John Powers from the FDA in his introductory talk in Washington referred to a paper by Iain Chalmers and colleagues [
41] which compared trials that were more rigorously blinded with those that were less so and showed that the less rigorously blinded or open trials reported bigger effect sizes. The assumption made by Iain Chalmers and colleagues and by John Powers seemed to be that unblinded trials overestimate treatment effects compared with blinded trials but no support was offered for this assumption. It is equally possible that artificially blinded trials, that abandon external validity in their efforts for control, underestimate treatment effects compared with more naturalistic unblinded trials which provide more valid estimates of treatment effects.
Line 726 suggested that '
questions that ask how patients' current status compares to baseline seem likely to be more influenced by unblinding (optimism can readily be expressed as a favourable comparison) than questions about current status (which requires a current assessment, not a statement about duration)' (I think the FDA probably mean '
differences' rather than '
duration' here.) It is particularly frustrating that there is no reference given for evidence for this point.
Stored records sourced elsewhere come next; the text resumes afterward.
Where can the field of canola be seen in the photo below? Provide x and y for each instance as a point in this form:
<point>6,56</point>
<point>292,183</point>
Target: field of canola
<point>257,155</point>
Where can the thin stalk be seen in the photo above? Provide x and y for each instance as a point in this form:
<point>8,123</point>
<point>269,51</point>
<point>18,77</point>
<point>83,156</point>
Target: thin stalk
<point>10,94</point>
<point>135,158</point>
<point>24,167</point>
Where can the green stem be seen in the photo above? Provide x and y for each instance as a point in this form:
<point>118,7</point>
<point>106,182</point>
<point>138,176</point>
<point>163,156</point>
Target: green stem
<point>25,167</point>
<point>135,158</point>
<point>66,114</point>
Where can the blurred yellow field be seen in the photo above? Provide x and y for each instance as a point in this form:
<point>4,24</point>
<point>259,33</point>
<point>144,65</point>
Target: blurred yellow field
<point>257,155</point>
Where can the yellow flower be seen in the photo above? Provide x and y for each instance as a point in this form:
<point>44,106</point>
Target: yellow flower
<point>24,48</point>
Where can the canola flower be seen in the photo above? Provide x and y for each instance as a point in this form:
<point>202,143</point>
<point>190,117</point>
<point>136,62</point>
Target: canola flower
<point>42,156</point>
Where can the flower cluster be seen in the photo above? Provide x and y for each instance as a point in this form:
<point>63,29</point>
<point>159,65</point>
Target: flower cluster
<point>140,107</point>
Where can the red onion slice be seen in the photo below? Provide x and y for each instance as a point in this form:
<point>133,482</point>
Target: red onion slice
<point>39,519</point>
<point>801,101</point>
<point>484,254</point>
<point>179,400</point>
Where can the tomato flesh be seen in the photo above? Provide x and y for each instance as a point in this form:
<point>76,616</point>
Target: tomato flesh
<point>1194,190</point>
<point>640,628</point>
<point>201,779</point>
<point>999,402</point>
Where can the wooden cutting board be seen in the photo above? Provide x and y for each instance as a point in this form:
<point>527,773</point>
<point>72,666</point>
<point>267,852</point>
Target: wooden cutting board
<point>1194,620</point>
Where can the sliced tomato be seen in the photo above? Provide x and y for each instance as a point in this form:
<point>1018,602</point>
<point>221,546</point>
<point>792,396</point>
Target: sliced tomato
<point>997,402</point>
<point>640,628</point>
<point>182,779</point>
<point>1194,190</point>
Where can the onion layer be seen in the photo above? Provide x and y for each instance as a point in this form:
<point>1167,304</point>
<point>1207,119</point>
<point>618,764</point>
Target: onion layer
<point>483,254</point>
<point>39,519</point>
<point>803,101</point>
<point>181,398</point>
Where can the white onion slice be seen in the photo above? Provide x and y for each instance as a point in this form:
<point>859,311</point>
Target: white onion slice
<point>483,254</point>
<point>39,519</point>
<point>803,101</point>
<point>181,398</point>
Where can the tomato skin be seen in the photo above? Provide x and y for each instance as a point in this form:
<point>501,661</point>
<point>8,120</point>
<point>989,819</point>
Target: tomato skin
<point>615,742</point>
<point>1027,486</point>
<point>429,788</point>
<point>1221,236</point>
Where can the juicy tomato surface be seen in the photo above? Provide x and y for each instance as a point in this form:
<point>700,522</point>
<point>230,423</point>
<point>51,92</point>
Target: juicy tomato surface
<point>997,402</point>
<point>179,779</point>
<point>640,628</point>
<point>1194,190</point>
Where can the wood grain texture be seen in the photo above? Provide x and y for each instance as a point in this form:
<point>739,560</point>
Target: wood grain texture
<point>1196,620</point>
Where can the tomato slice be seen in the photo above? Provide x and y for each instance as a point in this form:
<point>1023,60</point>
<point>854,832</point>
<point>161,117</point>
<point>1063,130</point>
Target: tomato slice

In my experience of using the DTSQs (status measure) and the DTSQc (change measure) we often see that the DTSQc shows greater improvements in satisfaction with treatment than are shown by the DTSQs. However, separate analysis of patients who scored at or near ceiling on the DTSQs at baseline and patients who had more room to show improvement in satisfaction showed clearly that ceiling effects were limiting the benefits shown when the status measure alone was used and the DTSQc provided a more accurate representation of the benefits patients experienced [
5]. It is possible that other studies showing fewer benefits with status measures than with change measures are in fact underestimating the benefits of treatment due to ceiling effects with the status measures that are overcome by using change measures.